I know I can write wrapper classes, because I do this all the time, but
that's not the point: Python is essentially not about boiler-plate. And
no, I also don't want to fight for each method and keyword with Guido.

> >
> >>And even if you do add the abstract class, how do you make my example
> >>work without explictly converting the iterator to a list type?
> >
> >
> > I don't know how sorted() is implemented? A naive implementation would
> > in fact be nothing else then:
> >
> > def sorted(iter):
> >     l = list(iter)
> >     l.sort()
> >     return l
> >
> > Kay
> >
> That would indeed be a naïve implementation.

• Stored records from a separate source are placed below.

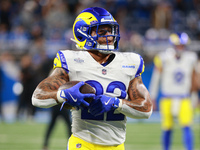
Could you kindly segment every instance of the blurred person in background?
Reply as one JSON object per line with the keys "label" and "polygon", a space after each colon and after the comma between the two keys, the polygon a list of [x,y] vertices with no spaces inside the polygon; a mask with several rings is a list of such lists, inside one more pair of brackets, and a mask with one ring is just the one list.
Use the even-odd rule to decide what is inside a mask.
{"label": "blurred person in background", "polygon": [[35,107],[31,104],[32,93],[37,86],[37,72],[33,68],[32,57],[24,54],[20,60],[20,81],[23,91],[19,96],[17,107],[17,119],[32,119],[35,114]]}
{"label": "blurred person in background", "polygon": [[19,66],[16,59],[9,51],[3,52],[0,55],[0,96],[2,120],[7,123],[12,123],[16,119],[16,105],[18,96],[15,93],[15,85],[19,81]]}
{"label": "blurred person in background", "polygon": [[[193,149],[193,107],[191,95],[195,88],[195,65],[197,55],[187,50],[190,38],[186,33],[172,33],[169,40],[173,48],[157,54],[150,83],[150,94],[156,105],[160,88],[160,113],[162,122],[163,150],[171,146],[174,119],[177,118],[183,130],[183,143],[187,150]],[[156,106],[154,106],[156,108]]]}
{"label": "blurred person in background", "polygon": [[70,110],[68,109],[60,110],[60,105],[56,105],[51,108],[51,119],[50,119],[50,122],[48,123],[48,127],[45,132],[45,138],[44,138],[42,150],[49,149],[49,139],[56,125],[56,121],[60,118],[62,118],[66,124],[65,126],[66,133],[67,133],[66,139],[68,139],[71,136],[71,118],[70,117],[71,117]]}

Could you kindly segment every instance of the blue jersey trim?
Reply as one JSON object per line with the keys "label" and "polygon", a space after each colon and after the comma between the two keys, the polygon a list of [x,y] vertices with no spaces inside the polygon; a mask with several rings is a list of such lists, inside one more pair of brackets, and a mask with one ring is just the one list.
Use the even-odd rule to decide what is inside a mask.
{"label": "blue jersey trim", "polygon": [[138,71],[137,71],[135,77],[141,76],[141,74],[143,72],[143,67],[144,67],[144,61],[143,61],[143,58],[140,56],[140,65],[138,67]]}
{"label": "blue jersey trim", "polygon": [[69,73],[69,69],[68,69],[68,65],[67,65],[67,61],[65,59],[64,54],[61,51],[58,51],[58,54],[60,56],[60,62],[62,64],[62,68],[65,69],[65,71],[67,71],[67,73]]}

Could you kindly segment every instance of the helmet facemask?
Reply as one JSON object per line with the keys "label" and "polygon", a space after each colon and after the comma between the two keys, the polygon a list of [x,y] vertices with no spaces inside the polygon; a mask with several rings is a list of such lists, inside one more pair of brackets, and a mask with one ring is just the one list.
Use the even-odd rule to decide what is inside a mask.
{"label": "helmet facemask", "polygon": [[[103,8],[91,7],[83,10],[74,22],[73,34],[74,39],[71,40],[76,42],[79,49],[98,50],[106,54],[118,50],[119,24]],[[113,37],[113,44],[110,37]],[[101,43],[101,40],[106,42]]]}
{"label": "helmet facemask", "polygon": [[[104,28],[105,27],[105,28]],[[95,32],[95,35],[91,35]],[[113,50],[118,49],[119,42],[119,26],[115,24],[103,24],[96,25],[90,28],[89,35],[91,35],[92,39],[95,40],[93,47],[91,50],[99,50],[101,53],[107,54],[112,52]],[[109,40],[110,37],[113,37],[112,40]],[[99,38],[104,38],[104,44],[99,43]],[[105,42],[106,40],[106,42]],[[93,40],[92,40],[93,42]],[[110,44],[112,42],[113,44]]]}

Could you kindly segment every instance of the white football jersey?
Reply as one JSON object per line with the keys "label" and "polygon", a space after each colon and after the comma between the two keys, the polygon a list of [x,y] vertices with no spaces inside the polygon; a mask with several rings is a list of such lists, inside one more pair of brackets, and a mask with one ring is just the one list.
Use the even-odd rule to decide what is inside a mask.
{"label": "white football jersey", "polygon": [[[87,51],[62,50],[54,59],[54,68],[62,67],[70,81],[85,81],[96,95],[127,98],[129,82],[144,71],[143,59],[135,53],[115,52],[114,59],[103,66]],[[88,109],[72,110],[72,133],[87,142],[118,145],[125,141],[126,116],[117,110],[97,117]]]}
{"label": "white football jersey", "polygon": [[162,65],[161,92],[164,97],[185,98],[190,96],[192,72],[197,55],[190,51],[181,53],[177,59],[174,52],[158,55]]}

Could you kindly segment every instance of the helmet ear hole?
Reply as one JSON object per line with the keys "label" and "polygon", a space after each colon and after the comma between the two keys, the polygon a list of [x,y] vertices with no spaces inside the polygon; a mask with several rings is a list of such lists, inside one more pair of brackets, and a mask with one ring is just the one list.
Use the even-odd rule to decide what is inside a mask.
{"label": "helmet ear hole", "polygon": [[81,36],[78,36],[77,38],[78,38],[80,41],[83,39]]}

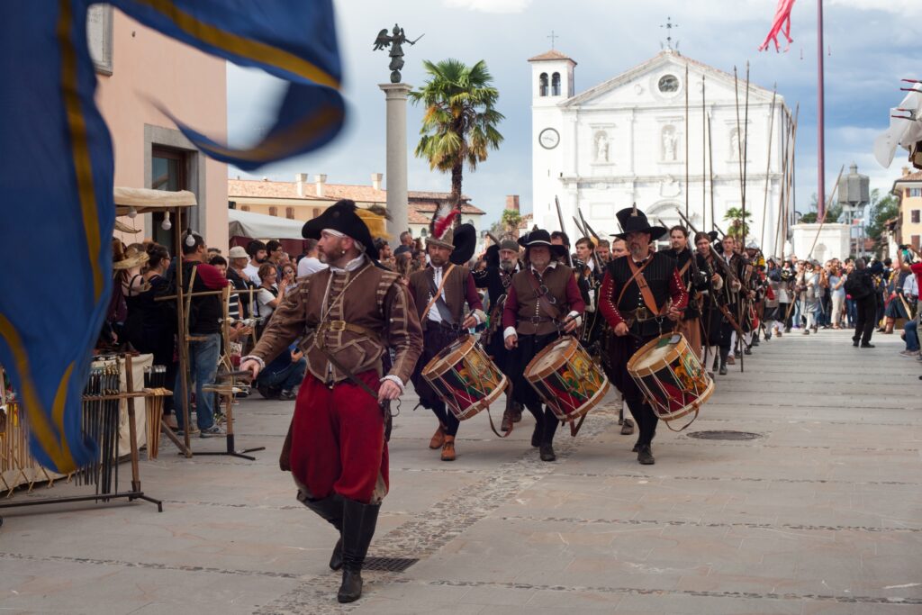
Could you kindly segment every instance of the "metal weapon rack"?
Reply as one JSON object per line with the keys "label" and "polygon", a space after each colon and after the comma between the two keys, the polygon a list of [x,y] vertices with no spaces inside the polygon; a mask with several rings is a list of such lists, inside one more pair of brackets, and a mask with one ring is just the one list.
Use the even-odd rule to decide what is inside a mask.
{"label": "metal weapon rack", "polygon": [[[137,428],[135,414],[135,400],[139,397],[148,399],[162,398],[172,395],[165,388],[145,388],[135,390],[134,374],[132,373],[132,357],[124,357],[125,390],[120,391],[120,374],[118,362],[114,366],[103,366],[91,370],[83,394],[82,433],[84,437],[91,438],[99,446],[97,458],[89,464],[66,475],[65,480],[74,480],[77,485],[94,485],[95,493],[91,495],[63,496],[51,498],[30,498],[22,502],[0,503],[0,509],[18,508],[22,506],[37,506],[44,504],[69,503],[74,502],[109,502],[114,499],[127,498],[129,502],[145,500],[157,504],[158,512],[163,512],[163,503],[144,493],[141,489],[141,477],[138,465]],[[130,441],[129,459],[131,462],[131,489],[119,491],[119,422],[121,401],[124,399],[127,406],[128,437]],[[160,404],[150,404],[160,410]],[[8,490],[7,497],[13,494],[16,486],[6,482],[3,472],[12,470],[17,478],[25,479],[23,484],[29,485],[31,492],[35,485],[35,476],[28,476],[27,468],[38,467],[40,478],[44,477],[48,486],[54,484],[55,479],[48,471],[38,466],[29,453],[29,431],[22,420],[21,407],[13,402],[7,405],[6,413],[0,420],[0,482],[4,489]],[[156,423],[155,423],[156,425]],[[153,425],[153,429],[156,429]],[[148,436],[149,439],[149,436]],[[151,454],[148,449],[148,455]],[[156,455],[156,453],[154,454]],[[15,479],[14,479],[15,482]],[[0,526],[3,517],[0,517]]]}
{"label": "metal weapon rack", "polygon": [[[195,195],[193,193],[186,190],[168,192],[163,190],[148,190],[143,188],[116,187],[114,192],[114,200],[115,213],[118,216],[163,212],[172,218],[173,252],[176,253],[174,254],[176,257],[176,294],[169,297],[160,297],[157,301],[175,302],[176,304],[176,325],[177,331],[179,332],[177,336],[177,354],[180,374],[177,384],[179,385],[179,390],[182,394],[183,399],[181,407],[177,407],[176,411],[183,413],[183,425],[186,428],[183,430],[183,438],[180,439],[180,437],[177,436],[173,431],[162,421],[162,419],[160,420],[159,422],[160,424],[160,431],[176,445],[180,451],[180,455],[184,455],[186,458],[190,458],[194,455],[192,450],[192,442],[190,441],[191,430],[189,429],[189,427],[191,427],[189,418],[189,382],[191,380],[189,373],[189,342],[195,341],[195,337],[192,337],[189,335],[189,313],[192,306],[192,299],[193,297],[201,297],[210,294],[220,294],[222,296],[221,298],[224,303],[224,324],[222,330],[225,342],[224,347],[227,349],[229,346],[228,327],[230,324],[230,319],[227,313],[227,293],[236,293],[237,291],[231,291],[229,289],[225,289],[224,290],[209,290],[193,293],[192,282],[195,281],[194,278],[189,280],[188,285],[185,284],[183,279],[182,245],[183,233],[184,231],[183,228],[183,216],[190,215],[191,207],[196,207],[197,205]],[[193,275],[195,275],[195,273],[193,273]],[[186,286],[188,286],[189,290],[185,290]],[[252,305],[252,292],[250,292],[250,302]],[[230,365],[230,361],[228,361],[226,357],[222,358],[221,363],[227,368],[229,373],[232,371],[232,368]],[[219,377],[221,377],[222,375],[225,374],[219,373]],[[217,393],[224,396],[226,398],[225,417],[227,420],[227,450],[220,452],[199,451],[195,454],[227,455],[243,459],[254,460],[254,457],[245,454],[252,453],[254,451],[265,450],[265,446],[250,448],[243,451],[237,451],[234,448],[233,414],[231,406],[233,404],[234,395],[241,392],[242,387],[235,384],[232,380],[232,373],[230,375],[231,381],[230,384],[215,384],[213,387],[209,387],[209,394]],[[171,385],[171,383],[167,383],[167,384]]]}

And that's the real implementation:

static PyObject *
builtin_sorted(PyObject *self, PyObject *args, PyObject *kwds)
{
	PyObject *newlist, *v, *seq, *compare=NULL, *keyfunc=NULL, *newargs;
	PyObject *callable;
	static char *kwlist[] = {"iterable", "cmp", "key", "reverse", 0};
	long reverse;

	if (args != NULL) {
		if (!PyArg_ParseTupleAndKeywords(args, kwds, "O|OOi:sorted",
			kwlist, &seq, &compare, &keyfunc, &reverse))
			return NULL;
	}

	newlist = PySequence_List(seq);
	if (newlist == NULL)
		return NULL;

	callable = PyObject_GetAttrString(newlist, "sort");
	if (callable == NULL) {
		Py_DECREF(newlist);
		return NULL;
	}

	newargs = PyTuple_GetSlice(args, 1, 4);
	if (newargs == NULL) {
		Py_DECREF(newlist);
		Py_DECREF(callable);
		return NULL;
	}

	v = PyObject_Call(callable, newargs, kwds);
	Py_DECREF(newargs);
	Py_DECREF(callable);
	if (v == NULL) {
		Py_DECREF(newlist);
		return NULL;
	}
	Py_DECREF(v);
	return newlist;
}


The crucial steps are the conversion from args to seq, the conversion
from seq to newlist and finally calling PyObject_Call(callable, ...)
where callable stores the sort method of newlist. By the way I don't
see much use in implementing this trivial wrapper function in C except
for the joy of refcounting ;)

And now we take a look on how the PyPythonistas implemented sorted():

def sorted(lst, cmp=None, key=None, reverse=None):
    "sorted(iterable, cmp=None, key=None, reverse=False) --> new sorted
list"
    sorted_lst = list(lst)
    sorted_lst.sort(cmp, key, reverse)
    return sorted_lst

Surprise, surprise!

> The implementation is, of
> course, an implementation detail ;-) In this case it requires that
> sort() then provides all the magic - the need for magic doesn't go away!

Has anyone denied the necessaty of sort()?